Mittler J E, Sulzer B, Neumann A U, Perelson A S
Theoretical Biology and Biophysics Group, Los Alamos National Laboratory, MS-K710, NM 87545, USA.
Math Biosci. 1998 Sep;152(2):143-63. doi: 10.1016/s0025-5564(98)10027-5.
We present and analyze a model for the interaction of human immunodeficiency virus type 1 (HIV-1) with target cells that includes a time delay between initial infection and the formation of productively infected cells. Assuming that the variation among cells with respect to this 'intracellular' delay can be approximated by a gamma distribution, a high flexible distribution that can mimic a variety of biologically plausible delays, we provide analytical solutions for the expected decline in plasma virus concentration after the initiation of antiretroviral therapy with one or more protease inhibitors. We then use the model to investigate whether the parameters that characterize viral dynamics can be identified from biological data. Using non-linear least-squares regression to fit the model to simulated data in which the delays conform to a gamma distribution, we show that good estimates for free viral clearance rates, infected cell death rates, and parameters characterizing the gamma distribution can be obtained. For simulated data sets in which the delays were generated using other biologically plausible distributions, reasonably good estimates for viral clearance rates, infected cell death rates, and mean delay times can be obtained using the gamma-delay model. For simulated data sets that include added simulated noise, viral clearance rate estimates are not as reliable. If the mean intracellular delay is known, however, we show that reasonable estimates for the viral clearance rate can be obtained by taking the harmonic mean of viral clearance rate estimates from a group of patients. These results demonstrate that it is possible to incorporate distributed intracellular delays into existing models for HIV dynamics and to use these refined models to estimate the half-life of free virus from data on the decline in HIV-1 RNA following treatment.
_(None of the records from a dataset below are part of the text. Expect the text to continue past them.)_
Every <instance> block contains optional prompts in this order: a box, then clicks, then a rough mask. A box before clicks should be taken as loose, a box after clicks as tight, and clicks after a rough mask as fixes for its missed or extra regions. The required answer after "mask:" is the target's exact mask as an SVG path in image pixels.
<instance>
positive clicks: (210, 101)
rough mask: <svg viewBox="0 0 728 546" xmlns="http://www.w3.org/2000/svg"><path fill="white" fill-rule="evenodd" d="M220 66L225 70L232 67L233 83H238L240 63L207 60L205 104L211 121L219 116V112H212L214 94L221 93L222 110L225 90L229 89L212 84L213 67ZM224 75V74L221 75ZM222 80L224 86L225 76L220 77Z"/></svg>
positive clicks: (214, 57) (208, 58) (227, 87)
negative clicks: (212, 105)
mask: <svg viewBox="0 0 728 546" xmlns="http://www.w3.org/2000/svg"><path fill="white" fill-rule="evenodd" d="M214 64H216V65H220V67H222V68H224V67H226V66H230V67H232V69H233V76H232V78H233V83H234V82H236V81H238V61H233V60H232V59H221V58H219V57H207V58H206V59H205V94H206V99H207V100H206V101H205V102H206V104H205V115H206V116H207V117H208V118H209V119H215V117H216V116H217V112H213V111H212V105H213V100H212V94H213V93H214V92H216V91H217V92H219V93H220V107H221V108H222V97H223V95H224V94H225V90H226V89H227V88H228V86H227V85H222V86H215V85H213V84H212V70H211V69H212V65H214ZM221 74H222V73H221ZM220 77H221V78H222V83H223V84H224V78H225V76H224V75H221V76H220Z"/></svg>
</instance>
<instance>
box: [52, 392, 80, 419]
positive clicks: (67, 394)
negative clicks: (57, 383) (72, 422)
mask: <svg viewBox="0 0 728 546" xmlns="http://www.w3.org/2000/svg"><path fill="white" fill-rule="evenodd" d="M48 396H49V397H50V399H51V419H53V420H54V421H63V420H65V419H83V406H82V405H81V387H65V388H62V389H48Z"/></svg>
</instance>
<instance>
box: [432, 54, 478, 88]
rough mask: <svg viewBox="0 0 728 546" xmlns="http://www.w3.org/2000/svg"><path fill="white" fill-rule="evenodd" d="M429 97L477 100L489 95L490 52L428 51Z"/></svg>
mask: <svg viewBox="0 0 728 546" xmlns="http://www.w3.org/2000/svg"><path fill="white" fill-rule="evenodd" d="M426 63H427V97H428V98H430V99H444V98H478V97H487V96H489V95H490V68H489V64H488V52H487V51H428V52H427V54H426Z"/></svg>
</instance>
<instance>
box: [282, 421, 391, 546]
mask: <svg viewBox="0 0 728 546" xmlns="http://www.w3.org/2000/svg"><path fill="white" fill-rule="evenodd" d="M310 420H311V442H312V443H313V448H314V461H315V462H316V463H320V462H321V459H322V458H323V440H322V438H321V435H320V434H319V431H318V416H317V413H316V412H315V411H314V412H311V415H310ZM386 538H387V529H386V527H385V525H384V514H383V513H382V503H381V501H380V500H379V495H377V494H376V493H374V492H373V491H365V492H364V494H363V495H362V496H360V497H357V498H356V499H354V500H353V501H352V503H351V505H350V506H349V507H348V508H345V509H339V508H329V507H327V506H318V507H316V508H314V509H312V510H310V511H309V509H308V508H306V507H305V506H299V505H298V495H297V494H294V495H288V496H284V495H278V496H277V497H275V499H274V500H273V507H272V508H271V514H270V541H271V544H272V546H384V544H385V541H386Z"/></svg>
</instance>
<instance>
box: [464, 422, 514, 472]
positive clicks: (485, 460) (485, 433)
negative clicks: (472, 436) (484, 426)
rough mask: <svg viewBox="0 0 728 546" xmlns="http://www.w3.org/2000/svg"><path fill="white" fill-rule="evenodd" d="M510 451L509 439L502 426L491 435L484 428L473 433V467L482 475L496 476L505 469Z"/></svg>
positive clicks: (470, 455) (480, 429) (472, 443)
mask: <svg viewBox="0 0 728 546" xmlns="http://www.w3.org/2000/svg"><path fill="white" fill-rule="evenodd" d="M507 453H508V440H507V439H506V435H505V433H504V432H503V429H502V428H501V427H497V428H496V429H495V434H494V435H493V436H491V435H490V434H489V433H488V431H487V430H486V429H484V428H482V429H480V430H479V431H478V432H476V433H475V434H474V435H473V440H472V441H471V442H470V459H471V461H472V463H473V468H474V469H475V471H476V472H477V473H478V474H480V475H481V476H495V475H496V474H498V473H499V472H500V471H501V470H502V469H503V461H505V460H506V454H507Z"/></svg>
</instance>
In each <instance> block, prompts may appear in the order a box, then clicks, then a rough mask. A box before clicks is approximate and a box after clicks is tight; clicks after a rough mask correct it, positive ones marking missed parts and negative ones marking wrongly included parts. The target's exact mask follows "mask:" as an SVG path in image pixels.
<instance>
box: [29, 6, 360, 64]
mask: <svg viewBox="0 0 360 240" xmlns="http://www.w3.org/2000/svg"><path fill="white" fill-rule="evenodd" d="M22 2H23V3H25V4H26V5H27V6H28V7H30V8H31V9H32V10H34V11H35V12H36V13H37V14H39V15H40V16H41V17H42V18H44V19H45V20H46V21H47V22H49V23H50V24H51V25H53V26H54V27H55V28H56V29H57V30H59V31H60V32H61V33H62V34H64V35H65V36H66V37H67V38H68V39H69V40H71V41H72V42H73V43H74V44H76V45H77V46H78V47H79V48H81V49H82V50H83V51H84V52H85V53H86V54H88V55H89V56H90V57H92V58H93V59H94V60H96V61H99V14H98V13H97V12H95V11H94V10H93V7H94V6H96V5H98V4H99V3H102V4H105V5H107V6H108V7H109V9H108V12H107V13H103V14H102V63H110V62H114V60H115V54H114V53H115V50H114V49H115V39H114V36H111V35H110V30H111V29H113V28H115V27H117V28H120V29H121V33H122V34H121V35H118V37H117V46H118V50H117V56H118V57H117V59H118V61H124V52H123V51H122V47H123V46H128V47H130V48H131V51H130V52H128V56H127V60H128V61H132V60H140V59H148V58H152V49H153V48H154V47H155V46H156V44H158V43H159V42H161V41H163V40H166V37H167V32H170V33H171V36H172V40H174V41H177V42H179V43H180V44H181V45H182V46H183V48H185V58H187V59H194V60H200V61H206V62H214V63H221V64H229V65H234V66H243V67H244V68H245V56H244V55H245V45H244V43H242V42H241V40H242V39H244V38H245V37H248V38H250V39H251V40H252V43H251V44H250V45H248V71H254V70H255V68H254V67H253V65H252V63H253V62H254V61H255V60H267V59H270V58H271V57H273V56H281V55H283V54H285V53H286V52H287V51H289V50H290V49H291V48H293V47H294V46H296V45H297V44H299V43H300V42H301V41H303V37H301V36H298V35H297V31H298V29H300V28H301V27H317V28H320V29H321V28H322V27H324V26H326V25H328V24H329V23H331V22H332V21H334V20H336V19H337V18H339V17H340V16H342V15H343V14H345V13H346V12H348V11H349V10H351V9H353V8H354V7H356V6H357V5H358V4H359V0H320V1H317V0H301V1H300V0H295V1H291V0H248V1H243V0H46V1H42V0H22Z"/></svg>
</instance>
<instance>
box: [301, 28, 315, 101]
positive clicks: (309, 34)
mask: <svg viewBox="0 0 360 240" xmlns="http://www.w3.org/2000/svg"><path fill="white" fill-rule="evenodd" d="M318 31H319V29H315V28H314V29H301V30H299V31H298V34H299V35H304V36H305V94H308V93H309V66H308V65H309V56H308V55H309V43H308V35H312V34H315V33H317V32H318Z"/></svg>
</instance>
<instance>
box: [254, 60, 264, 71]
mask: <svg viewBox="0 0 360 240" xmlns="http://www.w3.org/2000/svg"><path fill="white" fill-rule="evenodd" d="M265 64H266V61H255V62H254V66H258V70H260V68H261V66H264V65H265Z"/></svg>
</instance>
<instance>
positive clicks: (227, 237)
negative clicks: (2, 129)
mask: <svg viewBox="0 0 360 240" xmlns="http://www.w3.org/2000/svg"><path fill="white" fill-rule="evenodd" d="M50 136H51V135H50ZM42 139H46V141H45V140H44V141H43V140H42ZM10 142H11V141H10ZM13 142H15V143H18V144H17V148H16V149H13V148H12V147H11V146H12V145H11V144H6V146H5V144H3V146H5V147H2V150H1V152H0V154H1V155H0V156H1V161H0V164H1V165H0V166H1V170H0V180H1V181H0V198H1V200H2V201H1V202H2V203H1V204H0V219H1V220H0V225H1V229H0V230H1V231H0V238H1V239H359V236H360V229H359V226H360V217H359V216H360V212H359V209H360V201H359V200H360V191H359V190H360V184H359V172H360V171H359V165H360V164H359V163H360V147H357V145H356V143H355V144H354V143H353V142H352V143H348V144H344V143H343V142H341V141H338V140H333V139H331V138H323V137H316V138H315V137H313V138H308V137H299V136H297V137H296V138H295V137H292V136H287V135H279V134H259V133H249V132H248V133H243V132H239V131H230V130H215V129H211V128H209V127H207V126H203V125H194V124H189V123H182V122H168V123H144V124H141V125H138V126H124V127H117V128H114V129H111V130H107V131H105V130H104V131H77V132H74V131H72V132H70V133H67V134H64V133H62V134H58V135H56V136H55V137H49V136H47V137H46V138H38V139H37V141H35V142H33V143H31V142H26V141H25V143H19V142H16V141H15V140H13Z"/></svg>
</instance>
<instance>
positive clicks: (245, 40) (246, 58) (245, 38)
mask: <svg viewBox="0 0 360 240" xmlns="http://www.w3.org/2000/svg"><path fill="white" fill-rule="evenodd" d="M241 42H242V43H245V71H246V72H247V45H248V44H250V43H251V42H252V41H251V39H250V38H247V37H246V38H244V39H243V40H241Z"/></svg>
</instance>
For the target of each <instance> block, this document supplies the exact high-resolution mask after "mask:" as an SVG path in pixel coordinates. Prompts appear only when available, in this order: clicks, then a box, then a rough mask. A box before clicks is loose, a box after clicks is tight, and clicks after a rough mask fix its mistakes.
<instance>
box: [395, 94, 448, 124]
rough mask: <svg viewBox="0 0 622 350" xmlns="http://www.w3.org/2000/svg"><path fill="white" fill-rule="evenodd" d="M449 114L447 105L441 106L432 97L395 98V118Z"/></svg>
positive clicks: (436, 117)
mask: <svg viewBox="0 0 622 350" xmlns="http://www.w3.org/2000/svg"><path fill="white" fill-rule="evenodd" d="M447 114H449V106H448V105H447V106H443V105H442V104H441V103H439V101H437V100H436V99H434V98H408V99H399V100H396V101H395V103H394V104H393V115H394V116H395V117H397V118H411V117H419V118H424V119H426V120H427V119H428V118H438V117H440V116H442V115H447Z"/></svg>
我们提出并分析了一种人类免疫缺陷病毒1型(HIV-1)与靶细胞相互作用的模型,该模型包括初始感染与产生感染性细胞形成之间的时间延迟。假设细胞间这种“细胞内”延迟的变化可以用伽马分布来近似,伽马分布是一种高度灵活的分布,能够模拟各种生物学上合理的延迟,我们给出了在使用一种或多种蛋白酶抑制剂开始抗逆转录病毒治疗后血浆病毒浓度预期下降的解析解。然后我们使用该模型来研究能否从生物学数据中识别出表征病毒动力学的参数。通过非线性最小二乘法回归将模型拟合到延迟符合伽马分布的模拟数据,我们表明可以获得游离病毒清除率、感染细胞死亡率以及表征伽马分布的参数的良好估计值。对于延迟是使用其他生物学上合理的分布生成的模拟数据集,使用伽马延迟模型可以获得病毒清除率、感染细胞死亡率和平均延迟时间的合理良好估计值。对于包含添加模拟噪声的模拟数据集,病毒清除率估计值不太可靠。然而,如果已知平均细胞内延迟,我们表明通过取一组患者病毒清除率估计值的调和平均值,可以获得病毒清除率的合理估计值。这些结果表明,有可能将分布的细胞内延迟纳入现有的HIV动力学模型,并使用这些改进的模型根据治疗后HIV-1 RNA下降的数据来估计游离病毒的半衰期。